Ensuring Reproducibility

DeepDIVA makes it easy to reproduce an experiment. This is done by ensuring that:

  • there is always a copy of the code used to run the experiment,
  • all the command line parameters and arguments are known and,
  • all the pseudo-random generators are seeded.

Here are the some of the most common scenarios for reproducibility.

Reproduce your experiment for a paper

To make the source code easily available:

  • Check your experiment into Github.
    • Fork DeepDIVA or clone and push to a different repository.
    • Make necessary modifications to DeepDIVA (for e.g., using different data augmentation, additional models or datasets, etc)
    • Commit your changes and push to Github.
  • Specify a seed using the parameter --seed <number>
  • Run your experiment without the --ignoregit flag.

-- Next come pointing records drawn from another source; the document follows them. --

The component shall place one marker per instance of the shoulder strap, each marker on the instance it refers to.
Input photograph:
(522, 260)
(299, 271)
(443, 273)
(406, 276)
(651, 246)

Along with the data that was used to run the experiment, the experiment folder contains all the necessary information to reproduce the exact experiment:

  • The logs.txt in the experiment folder contain information about the
    • Github repo,
    • branch,
    • commit hash and
    • the seed used with the experiment.
  • The args.txt contains all the command line arguments that were used with the specific source code.

Example

Let’s make a Github reproducible experiment using DeepDIVA.

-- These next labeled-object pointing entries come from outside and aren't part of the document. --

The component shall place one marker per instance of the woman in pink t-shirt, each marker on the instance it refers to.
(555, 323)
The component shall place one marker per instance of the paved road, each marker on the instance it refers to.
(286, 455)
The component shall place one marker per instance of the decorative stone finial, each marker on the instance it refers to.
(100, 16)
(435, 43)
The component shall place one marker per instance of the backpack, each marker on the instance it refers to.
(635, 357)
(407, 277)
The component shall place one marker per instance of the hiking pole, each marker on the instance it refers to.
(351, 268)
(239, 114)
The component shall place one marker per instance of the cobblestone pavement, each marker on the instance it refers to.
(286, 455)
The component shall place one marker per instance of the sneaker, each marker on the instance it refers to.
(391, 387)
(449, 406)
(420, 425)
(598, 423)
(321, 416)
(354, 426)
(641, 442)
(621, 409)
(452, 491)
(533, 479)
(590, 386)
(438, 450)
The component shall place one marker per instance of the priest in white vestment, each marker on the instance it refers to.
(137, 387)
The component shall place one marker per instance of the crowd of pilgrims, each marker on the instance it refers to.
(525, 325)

  • First, we need to make a copy of DeepDIVA that can be edited. This can be done by forking DeepDIVA directly on Github (see here), or you can clone DeepDIVA and push it to a new repository that you make (see here).
  • To verify that everything works, use the experiment outlined in Getting Started
  • Make a change in the code by modifying the PyTorch data transformations that are used.
    • This can be done by editing the function set_up_dataloaders in the file DeepDIVA/template/setup.py.
    • Change all instances of transforms.Resize(model_expected_input_size), to transforms.CenterCrop(model_expected_input_size)
  • Add the change, commit and push to Github
  • Now you can re-run the experiment, and your Github repo, branch and commit information will be stored in the logs.

Reproduce an old experiment

While DeepDIVA can be helpful for experiment reproducibility, it nonetheless introduces a certain degree of overhead that is not desirable during development. In this scenario, one can suppress the requirement to have Github commits using the command --ignoregit. In this situation, a copy of the code used to run an experiment is made and stored in the experiment folder inside a tarfile (DeepDIVA.tar.gz).

As in the previous scenario, all arguments are still stored in args.txt. If a seed is not manually specified, a random number is chosen, logged and used to seed all the pseudo-random generators.